Connectionists: Comparing speech recognition Word Error Rates is deceiptful, please stop

Wed Dec 16 11:27:50 EST 2015

The comments in reply to my original post (... including some of the 
ones I have received offlist) are getting surreal.

My main point was:  in the paper, humans were reported to have an error 
rate for speech recognition of one word in twenty.  If what we are 
talking about is ordinary, in-the-wild recognition of speech, that rate 
is transparently ridiculous.  Do you make a mistake recognizing every 
20th word you hear?

Clearly not.  The rate reported is for a human who is recognizing AND 
transcribing.

Yes, I am appealing to common sense to make that point:  but am I really 
supposed to do a factor analysis to demonstrate that it is 
"transparently ridiculous" to suggest that humans have a 1-in-20 error 
rate?   I suggested (that is all: suggested) that the real number for a 
pure recognition task was probably closer to 1 in 20,000 or less.  Do we 
really have to have a debate about how accurate that suggestion was, or 
how irresponsible I am to make the suggestion?  It is clearly not 1 in 
20, so I made a first stab at a better number.

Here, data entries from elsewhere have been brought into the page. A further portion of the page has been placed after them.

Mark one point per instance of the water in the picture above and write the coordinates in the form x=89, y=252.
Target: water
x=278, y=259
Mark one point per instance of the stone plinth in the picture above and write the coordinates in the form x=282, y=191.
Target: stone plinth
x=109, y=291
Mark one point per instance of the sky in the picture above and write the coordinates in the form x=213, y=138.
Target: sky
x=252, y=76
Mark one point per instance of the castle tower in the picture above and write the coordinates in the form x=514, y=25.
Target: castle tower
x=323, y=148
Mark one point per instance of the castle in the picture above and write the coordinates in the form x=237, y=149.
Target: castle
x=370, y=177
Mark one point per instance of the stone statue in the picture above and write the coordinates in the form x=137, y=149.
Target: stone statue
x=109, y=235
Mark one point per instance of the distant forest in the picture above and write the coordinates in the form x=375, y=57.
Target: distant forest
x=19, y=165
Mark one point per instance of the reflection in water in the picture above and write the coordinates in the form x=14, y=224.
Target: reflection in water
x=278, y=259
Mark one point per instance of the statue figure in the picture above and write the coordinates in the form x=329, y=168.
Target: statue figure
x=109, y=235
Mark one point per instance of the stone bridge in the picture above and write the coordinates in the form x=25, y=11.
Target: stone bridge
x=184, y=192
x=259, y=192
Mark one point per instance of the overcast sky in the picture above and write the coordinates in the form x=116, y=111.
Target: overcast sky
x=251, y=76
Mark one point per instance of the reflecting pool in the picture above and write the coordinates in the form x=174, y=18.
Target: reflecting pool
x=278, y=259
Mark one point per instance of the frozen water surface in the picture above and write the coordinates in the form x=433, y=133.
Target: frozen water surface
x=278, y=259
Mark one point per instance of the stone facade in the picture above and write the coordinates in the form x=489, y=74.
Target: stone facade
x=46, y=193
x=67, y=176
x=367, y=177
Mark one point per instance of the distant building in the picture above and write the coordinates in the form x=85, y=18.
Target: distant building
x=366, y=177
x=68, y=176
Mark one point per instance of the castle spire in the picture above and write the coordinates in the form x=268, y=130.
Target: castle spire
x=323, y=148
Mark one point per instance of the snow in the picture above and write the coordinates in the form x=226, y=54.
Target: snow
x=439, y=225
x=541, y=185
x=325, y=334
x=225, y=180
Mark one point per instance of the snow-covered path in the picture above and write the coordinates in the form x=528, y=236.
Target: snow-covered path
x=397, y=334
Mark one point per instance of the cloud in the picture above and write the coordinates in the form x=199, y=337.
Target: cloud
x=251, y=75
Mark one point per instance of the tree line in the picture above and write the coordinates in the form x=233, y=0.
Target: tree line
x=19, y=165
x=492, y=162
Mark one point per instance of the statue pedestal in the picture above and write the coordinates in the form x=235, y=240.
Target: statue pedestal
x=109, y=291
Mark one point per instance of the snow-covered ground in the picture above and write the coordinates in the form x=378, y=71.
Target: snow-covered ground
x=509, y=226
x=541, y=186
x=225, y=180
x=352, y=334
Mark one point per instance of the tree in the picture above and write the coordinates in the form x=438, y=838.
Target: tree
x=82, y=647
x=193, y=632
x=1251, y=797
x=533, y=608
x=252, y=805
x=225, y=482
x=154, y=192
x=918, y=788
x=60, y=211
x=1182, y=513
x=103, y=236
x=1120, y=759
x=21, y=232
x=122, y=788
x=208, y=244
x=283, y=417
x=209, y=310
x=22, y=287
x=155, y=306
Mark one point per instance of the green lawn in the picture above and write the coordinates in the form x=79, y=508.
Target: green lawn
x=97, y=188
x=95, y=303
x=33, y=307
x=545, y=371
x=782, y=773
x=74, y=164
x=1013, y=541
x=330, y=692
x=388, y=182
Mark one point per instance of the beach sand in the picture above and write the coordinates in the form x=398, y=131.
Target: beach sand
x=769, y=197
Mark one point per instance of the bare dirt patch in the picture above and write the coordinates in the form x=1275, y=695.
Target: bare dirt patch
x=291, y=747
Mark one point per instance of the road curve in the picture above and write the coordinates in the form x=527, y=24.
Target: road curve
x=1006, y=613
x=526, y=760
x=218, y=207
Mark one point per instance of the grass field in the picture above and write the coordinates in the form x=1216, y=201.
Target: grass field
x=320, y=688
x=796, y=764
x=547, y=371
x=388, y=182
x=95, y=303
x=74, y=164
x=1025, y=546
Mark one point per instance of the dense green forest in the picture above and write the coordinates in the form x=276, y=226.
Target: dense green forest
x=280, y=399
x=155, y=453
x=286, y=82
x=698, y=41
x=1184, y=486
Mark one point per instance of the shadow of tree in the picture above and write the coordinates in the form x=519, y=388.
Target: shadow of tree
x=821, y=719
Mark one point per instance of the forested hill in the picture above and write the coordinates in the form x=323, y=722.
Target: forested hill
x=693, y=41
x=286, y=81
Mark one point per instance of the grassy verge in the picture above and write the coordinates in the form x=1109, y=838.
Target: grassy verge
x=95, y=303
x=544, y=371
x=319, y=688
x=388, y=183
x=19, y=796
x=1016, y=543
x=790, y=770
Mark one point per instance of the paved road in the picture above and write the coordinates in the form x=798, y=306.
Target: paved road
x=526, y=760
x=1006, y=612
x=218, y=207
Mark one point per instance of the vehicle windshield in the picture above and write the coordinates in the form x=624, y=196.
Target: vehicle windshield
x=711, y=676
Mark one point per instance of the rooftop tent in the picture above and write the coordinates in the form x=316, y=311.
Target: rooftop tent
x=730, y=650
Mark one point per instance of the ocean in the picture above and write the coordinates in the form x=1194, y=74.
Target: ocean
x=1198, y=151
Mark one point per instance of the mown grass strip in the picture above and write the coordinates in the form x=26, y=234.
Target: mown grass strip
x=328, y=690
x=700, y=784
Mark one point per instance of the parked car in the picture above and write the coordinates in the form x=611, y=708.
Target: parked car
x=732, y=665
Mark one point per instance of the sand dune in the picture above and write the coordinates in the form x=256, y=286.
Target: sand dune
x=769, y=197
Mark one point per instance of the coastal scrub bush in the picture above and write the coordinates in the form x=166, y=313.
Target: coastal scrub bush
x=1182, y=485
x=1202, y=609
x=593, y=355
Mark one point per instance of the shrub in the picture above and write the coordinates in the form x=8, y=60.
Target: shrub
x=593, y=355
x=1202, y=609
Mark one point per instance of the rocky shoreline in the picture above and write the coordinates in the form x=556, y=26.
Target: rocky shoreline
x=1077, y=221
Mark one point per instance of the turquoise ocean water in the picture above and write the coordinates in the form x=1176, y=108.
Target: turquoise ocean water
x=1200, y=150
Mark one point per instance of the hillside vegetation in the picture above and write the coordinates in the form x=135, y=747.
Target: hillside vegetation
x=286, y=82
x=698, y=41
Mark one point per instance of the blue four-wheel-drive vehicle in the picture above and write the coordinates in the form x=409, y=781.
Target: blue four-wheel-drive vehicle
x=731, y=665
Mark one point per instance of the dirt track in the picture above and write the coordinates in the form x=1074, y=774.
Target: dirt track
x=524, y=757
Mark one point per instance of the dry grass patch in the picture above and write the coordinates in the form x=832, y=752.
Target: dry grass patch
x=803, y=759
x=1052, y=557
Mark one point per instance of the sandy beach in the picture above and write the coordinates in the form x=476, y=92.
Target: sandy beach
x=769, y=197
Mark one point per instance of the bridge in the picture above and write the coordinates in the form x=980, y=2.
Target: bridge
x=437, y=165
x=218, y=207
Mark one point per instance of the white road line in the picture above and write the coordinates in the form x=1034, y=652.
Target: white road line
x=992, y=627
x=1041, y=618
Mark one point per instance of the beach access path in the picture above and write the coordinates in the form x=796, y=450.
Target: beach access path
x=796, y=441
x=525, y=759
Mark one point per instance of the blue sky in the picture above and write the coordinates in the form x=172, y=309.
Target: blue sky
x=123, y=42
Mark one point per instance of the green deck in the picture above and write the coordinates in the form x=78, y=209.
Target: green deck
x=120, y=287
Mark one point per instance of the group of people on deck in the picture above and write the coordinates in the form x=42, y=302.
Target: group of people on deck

Secondly:  in BOTH the case of people naturally listening to speech (the 
lecture that I mentioned) and a transcriber trying to write down speech 
in an online task, there will be all kinds of high-level processing that 
makes a top-down contribution to the recognition task, so it makes no 
sense (Stefano Rovetta) to discount what I said about possible error 
rates of less than 1 in 20,000 when listening to a lecture.  Yes, you 
can help the recognition process by understanding the content of a 
lecture ... but so can the person doing transcription.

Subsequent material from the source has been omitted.